Reputation: 348
I am creating a Binary File in C# here using the following code below. It is relatively simple code below. The RawData variable is a type string[].
using (BinaryWriter bin = new BinaryWriter(File.Open("file.bin", FileMode.Create)))
{
foreach (string data in RawData)
{
int Byte = Convert.ToInt32(data, 16);
bin.Write(Byte);
}
}
Unfortunately the BIN File is produced like this. It places the correct byte value but then skips the next three bytes and places zeros there and then places the next byte value. Does anyone know why this happens. I have used debugged and the bin.Write(Byte), and these extra zeros are NOT sent to this method.
Upvotes: 0
Views: 239
Reputation: 1500665
You're using BinaryWriter.Write(int)
. So yes, it's writing 4 bytes, as documented.

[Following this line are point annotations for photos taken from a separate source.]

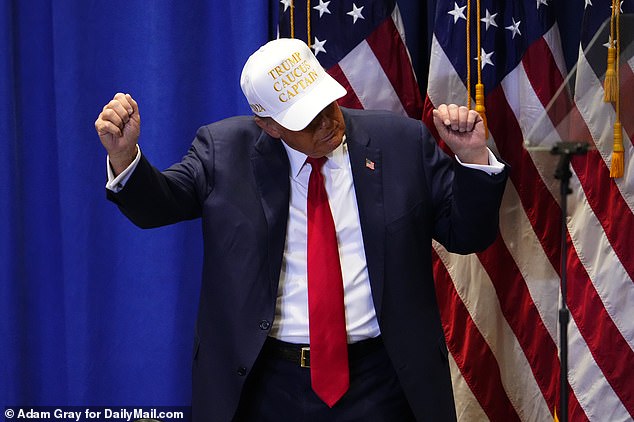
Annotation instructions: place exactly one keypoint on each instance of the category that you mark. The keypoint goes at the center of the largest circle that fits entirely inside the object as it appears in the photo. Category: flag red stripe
(600, 189)
(393, 57)
(608, 205)
(606, 343)
(470, 350)
(540, 206)
(545, 78)
(350, 100)
(503, 121)
(520, 312)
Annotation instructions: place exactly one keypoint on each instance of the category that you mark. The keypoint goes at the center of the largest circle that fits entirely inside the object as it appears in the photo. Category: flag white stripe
(594, 393)
(593, 248)
(538, 273)
(481, 301)
(365, 74)
(467, 408)
(586, 233)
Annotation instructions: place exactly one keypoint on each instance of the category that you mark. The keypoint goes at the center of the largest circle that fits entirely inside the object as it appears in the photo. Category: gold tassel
(610, 84)
(481, 109)
(617, 165)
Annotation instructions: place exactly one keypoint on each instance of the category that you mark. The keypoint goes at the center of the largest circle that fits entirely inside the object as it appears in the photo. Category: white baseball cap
(283, 80)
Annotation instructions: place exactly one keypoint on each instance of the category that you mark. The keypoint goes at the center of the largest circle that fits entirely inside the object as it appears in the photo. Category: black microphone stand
(565, 150)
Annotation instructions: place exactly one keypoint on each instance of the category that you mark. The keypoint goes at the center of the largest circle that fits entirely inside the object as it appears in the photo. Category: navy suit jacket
(236, 178)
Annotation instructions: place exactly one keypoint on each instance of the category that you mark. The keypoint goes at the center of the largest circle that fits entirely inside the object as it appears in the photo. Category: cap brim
(300, 114)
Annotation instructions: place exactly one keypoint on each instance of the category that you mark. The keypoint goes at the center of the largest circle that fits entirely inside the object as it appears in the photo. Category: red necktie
(329, 373)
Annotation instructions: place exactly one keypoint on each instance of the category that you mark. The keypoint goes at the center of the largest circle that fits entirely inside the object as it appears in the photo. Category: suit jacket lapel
(271, 170)
(367, 175)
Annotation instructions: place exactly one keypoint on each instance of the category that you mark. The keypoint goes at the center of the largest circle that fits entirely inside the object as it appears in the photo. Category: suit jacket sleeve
(467, 201)
(152, 198)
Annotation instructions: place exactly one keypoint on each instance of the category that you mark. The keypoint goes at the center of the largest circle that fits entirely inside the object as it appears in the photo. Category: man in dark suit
(389, 189)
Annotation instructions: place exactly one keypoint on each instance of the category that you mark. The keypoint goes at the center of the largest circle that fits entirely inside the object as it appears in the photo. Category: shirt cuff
(494, 166)
(117, 183)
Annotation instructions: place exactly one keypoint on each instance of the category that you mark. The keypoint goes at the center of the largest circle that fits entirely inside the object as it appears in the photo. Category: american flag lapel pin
(369, 164)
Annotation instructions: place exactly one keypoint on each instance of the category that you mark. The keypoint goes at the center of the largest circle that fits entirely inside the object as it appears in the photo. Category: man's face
(322, 135)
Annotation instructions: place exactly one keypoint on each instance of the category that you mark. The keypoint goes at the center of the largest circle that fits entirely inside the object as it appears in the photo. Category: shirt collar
(298, 159)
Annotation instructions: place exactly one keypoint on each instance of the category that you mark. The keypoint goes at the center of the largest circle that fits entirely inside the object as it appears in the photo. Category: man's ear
(268, 125)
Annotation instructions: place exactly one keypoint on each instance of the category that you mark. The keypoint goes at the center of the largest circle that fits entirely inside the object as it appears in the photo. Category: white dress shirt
(291, 311)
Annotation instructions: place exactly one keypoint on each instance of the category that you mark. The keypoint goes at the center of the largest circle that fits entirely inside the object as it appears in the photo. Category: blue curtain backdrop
(94, 311)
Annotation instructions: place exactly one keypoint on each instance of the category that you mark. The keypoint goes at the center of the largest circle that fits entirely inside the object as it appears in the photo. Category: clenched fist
(118, 127)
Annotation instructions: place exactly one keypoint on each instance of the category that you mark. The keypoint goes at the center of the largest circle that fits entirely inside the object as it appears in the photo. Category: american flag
(500, 307)
(361, 44)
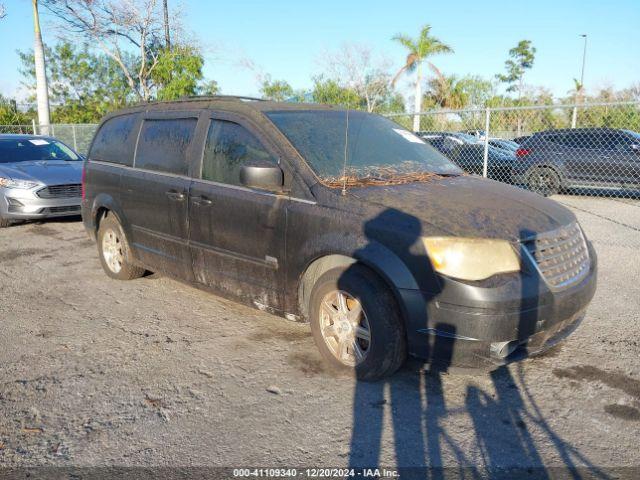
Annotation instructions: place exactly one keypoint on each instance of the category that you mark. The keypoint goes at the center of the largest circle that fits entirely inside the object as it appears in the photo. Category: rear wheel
(356, 323)
(115, 255)
(544, 180)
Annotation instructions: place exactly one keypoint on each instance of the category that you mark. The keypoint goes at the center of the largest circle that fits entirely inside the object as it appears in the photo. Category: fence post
(485, 167)
(75, 141)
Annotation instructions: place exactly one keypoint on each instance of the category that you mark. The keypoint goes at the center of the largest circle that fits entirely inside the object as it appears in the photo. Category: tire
(386, 349)
(544, 180)
(114, 252)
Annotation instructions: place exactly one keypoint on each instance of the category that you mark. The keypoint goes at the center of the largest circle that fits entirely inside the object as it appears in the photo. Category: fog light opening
(503, 349)
(14, 203)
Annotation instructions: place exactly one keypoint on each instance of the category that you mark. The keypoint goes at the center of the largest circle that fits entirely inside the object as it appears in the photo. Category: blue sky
(286, 38)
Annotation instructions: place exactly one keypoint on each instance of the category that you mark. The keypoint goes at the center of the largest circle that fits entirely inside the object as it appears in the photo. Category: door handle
(177, 196)
(201, 201)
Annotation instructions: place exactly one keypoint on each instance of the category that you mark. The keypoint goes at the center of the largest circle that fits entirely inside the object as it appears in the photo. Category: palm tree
(42, 91)
(419, 49)
(446, 91)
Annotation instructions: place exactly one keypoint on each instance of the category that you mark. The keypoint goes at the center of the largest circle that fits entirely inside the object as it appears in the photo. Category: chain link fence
(77, 136)
(586, 156)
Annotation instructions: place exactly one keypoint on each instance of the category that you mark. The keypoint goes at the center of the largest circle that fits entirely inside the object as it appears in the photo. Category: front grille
(71, 190)
(561, 256)
(66, 209)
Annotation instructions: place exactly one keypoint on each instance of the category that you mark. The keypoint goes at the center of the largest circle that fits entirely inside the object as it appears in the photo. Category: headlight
(471, 258)
(10, 183)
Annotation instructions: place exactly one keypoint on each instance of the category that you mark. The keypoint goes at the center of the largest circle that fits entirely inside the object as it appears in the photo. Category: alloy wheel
(112, 250)
(344, 327)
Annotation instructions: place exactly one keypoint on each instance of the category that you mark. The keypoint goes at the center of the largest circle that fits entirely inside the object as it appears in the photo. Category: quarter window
(163, 145)
(113, 141)
(230, 146)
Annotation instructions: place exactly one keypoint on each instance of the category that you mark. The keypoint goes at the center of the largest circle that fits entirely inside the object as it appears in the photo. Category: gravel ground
(154, 373)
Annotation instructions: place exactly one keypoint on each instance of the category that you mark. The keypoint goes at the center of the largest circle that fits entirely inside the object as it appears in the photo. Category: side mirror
(264, 177)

If you only want to write one byte, you should use BinaryWriter.Write(byte)
instead.
So you probably just want:
bin.Write(Convert.ToByte(data, 16));
Alternatively, do the whole job in two lines:
byte[] bytes = RawData.Select(x => Convert.ToByte(x, 16)).ToArray();
File.WriteAllBytes("file.bin", bytes);
Upvotes: 3
Reputation: 60311
Try
var Byte = Convert.ToByte(....)
instead.
You're converting to int, each of which is 4 bytes. So, you see three of them are all zero, and just one byte of the int is the value you expect.